BARRAS, POLICÍAS Y DIRIGENTES: ENEMIGOS ÍNTIMOS

Cuando organiza un operativo de seguridad en un estadio, a la policía le conviene que las


barras bravas tengan jefes. Un referente que funcione como interlocutor válido, alguien con
quien negociar con poder suficiente para controlar a sus pares. Si no hay un líder claro, se toma
partido por una facción. Tres especialistas proponen olvidar las nociones de oposición y
confrontación entre barras, policías y dirigentes para entender un sistema de negociaciones e
intercambios: la regulación de las violencias.

Artículo escrito en coautoría por José Garriga, Diego Murzi y Sebastián Rosa.

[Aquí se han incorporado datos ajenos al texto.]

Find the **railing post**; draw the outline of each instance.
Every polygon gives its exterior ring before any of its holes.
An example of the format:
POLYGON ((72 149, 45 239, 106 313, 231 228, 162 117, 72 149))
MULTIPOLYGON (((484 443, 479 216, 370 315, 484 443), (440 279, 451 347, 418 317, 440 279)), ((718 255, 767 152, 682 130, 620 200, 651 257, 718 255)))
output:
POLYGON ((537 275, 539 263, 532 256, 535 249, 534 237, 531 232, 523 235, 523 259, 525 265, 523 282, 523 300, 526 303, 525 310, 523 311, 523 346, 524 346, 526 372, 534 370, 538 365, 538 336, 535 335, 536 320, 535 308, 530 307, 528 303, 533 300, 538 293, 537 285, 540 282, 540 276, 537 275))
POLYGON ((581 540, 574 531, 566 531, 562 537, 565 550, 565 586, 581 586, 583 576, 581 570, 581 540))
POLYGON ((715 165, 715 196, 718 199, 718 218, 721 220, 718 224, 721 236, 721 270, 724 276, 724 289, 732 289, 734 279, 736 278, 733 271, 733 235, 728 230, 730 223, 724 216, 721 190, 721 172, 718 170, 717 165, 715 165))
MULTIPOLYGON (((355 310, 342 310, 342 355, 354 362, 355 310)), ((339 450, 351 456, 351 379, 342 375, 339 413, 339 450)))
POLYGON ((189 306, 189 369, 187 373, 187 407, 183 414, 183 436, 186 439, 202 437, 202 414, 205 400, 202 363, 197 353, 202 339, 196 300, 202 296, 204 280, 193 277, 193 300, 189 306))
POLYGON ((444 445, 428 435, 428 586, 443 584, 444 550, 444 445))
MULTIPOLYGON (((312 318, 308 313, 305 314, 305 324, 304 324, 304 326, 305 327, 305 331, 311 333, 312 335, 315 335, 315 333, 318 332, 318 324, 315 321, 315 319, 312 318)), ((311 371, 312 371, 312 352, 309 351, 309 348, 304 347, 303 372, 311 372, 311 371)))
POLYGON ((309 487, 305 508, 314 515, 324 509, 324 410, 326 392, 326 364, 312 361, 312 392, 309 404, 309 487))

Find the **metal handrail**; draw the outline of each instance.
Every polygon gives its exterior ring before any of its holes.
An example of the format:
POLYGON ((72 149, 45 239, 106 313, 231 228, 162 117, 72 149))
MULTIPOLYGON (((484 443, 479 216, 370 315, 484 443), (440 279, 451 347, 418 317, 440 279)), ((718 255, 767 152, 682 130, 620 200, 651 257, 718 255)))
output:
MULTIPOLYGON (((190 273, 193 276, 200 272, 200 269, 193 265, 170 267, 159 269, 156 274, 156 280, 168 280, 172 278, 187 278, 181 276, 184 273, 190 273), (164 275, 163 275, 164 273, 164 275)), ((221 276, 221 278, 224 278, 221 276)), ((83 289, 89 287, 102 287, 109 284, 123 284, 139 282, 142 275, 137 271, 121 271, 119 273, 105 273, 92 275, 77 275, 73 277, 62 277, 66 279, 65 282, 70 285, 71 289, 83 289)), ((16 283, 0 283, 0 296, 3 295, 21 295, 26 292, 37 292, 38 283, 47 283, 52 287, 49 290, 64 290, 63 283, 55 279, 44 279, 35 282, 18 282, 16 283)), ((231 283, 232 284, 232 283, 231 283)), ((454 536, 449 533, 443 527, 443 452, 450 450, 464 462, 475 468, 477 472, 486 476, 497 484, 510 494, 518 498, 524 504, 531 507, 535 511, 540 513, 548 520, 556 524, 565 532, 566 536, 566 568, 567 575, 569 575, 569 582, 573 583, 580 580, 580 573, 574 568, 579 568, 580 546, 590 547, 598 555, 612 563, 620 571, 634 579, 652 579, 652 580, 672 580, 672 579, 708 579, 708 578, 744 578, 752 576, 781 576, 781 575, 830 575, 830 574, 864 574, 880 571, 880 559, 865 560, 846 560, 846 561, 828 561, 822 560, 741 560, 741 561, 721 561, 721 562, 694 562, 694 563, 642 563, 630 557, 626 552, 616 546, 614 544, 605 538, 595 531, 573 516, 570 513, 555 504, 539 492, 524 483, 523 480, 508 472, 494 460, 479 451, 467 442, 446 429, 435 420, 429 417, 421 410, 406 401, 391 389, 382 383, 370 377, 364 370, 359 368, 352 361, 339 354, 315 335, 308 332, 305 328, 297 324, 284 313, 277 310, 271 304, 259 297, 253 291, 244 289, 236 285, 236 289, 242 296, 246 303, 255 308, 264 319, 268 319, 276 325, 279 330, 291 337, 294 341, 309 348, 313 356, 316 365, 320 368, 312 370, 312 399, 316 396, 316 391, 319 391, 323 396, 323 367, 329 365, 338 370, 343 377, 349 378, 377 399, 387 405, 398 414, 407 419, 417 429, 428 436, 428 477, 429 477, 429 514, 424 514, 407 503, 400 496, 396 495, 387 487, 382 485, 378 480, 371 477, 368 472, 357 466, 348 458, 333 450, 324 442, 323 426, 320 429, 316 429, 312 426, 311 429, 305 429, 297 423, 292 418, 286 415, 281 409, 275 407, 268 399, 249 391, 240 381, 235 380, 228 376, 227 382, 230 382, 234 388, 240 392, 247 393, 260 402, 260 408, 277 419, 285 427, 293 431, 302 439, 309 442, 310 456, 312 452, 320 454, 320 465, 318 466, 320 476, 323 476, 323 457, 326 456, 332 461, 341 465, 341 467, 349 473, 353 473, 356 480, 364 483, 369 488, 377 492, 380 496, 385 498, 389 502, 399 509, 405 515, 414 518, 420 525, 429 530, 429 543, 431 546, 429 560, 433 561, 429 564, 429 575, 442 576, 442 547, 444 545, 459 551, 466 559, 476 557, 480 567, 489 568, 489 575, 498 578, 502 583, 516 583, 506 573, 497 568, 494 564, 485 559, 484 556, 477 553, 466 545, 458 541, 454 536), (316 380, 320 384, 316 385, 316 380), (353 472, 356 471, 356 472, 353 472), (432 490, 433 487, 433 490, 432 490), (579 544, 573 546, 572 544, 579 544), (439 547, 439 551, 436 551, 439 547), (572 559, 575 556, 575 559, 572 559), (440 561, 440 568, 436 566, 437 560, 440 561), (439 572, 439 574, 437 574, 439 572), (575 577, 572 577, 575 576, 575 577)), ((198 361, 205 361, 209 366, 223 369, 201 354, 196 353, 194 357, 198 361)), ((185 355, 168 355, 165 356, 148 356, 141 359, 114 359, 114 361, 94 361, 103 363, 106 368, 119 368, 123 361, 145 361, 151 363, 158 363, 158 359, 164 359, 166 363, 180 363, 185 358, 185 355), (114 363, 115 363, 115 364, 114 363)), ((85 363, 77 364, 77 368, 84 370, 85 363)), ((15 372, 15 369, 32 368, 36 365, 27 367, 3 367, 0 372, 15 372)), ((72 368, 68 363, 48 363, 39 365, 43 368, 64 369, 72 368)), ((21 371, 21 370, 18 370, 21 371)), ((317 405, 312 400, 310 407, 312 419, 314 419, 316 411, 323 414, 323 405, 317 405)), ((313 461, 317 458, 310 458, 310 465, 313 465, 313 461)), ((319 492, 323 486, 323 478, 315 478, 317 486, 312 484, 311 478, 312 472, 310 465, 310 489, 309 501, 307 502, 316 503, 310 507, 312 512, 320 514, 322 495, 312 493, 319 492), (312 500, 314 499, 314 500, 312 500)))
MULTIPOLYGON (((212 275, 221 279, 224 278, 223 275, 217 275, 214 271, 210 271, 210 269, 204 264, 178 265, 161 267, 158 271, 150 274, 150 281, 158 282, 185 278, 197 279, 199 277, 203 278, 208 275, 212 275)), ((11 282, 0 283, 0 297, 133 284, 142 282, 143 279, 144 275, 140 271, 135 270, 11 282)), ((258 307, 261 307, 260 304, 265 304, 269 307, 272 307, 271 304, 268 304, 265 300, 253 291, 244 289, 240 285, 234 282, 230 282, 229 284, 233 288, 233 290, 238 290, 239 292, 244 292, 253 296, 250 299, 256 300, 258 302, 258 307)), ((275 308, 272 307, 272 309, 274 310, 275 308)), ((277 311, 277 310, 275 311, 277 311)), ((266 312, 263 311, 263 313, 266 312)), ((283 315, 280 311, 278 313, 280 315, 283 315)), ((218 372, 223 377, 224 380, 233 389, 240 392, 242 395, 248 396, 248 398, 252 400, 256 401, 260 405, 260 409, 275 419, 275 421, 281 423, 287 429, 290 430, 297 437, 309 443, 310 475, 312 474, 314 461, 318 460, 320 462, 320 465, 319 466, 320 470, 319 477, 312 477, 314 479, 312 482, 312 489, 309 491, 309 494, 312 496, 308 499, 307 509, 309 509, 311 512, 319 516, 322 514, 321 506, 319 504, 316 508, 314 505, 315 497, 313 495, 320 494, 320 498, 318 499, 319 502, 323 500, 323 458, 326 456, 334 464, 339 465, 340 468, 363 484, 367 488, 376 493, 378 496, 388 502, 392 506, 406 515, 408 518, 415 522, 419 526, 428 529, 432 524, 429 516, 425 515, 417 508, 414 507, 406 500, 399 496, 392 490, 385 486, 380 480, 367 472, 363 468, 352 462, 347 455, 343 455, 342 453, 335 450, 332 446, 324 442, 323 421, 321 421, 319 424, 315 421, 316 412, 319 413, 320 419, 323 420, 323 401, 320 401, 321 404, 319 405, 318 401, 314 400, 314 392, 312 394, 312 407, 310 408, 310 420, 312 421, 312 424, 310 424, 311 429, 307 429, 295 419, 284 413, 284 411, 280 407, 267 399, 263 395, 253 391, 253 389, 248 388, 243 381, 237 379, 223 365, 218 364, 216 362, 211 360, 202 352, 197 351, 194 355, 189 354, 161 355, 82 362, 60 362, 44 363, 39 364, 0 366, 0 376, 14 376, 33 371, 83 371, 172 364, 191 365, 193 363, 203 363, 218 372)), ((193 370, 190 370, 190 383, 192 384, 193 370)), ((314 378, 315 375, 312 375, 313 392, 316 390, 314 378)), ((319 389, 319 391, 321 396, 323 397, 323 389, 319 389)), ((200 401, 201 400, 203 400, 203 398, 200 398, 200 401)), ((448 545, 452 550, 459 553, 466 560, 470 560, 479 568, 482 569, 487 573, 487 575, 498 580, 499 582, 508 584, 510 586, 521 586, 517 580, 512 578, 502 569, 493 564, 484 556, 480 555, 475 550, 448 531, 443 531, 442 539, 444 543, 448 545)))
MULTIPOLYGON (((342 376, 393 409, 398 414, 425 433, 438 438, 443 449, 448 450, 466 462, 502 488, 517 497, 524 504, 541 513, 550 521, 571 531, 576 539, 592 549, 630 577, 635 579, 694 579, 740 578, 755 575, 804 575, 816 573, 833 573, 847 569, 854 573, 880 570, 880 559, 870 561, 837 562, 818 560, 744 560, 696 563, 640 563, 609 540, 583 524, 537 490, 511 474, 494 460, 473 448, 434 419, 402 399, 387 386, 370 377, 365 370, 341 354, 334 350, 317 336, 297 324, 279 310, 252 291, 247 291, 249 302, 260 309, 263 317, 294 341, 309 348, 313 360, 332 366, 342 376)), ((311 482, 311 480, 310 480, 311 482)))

“Estamos cansados de ser el ‘pato de la boda’”, repetían cansados unos cuantos policías
encargados de la seguridad en eventos deportivos en una reunión. Siempre responsabilizados de
todo lo que sale mal en el mundo del fútbol: un lugar inmerecido. Los malos de la película. Entre
los repertorios de quejas surgió un tema sustancial. “Es hora de sincerarnos”, dijo uno de los más
experimentados. “Nosotros negociamos con las barras”, y pasó su mano por entre las canas. El
grupo de agentes reunido para pensar cómo abordar el problema de la violencia en el fútbol
empezó a contar, en un derrotero catártico, cómo hablaban con los “barras”. Que el jefe de una
“barra” era un “señor” comparado con otro que era un “barrilete”, que “los tipos cumplen lo
pactado” y que era más fácil -mucho más fácil según varios- hablar con los “barras” que con los
dirigentes.

Al analizar esta sesión catártica recordamos que hace muchos años, cuando uno de nosotros
hacía el trabajo de campo entre “barras” – o “barras bravas” según su denominación extendida-,
fuimos junto con algunos encumbrados miembros de la “barra” a una comisaría, nos sentamos con
el comisario y mientras tomábamos un café planificamos juntos el operativo policial. En esa
oportunidad el comisario estaba preocupado por la llegada de la “barra” ya que muchas veces,
cuando visitaban ese estadio, pasaban frente a la tribuna popular local produciendo incidentes
varios. El policía los convenció de hacer un recorrido más largo para llegar hasta el estadio, y les
prometió que si hacían eso les permitiría ingresar con banderas, que en esos días estaban
prohibidas. Por aquel entonces analizamos el episodio como un ejemplo, evidente, de los usos
racionales de la violencia y de las capacidades de los llamados “violentos” de utilizar sus prácticas
distintivas según sus intereses, tomando distancia de cualquier acusación de irracionalidad. A ese
análisis le podemos ahora agregar otra dimensión, que aquí queremos desarrollar: los policías
negocian- sotto voce, tras bastidores- con las “barras”.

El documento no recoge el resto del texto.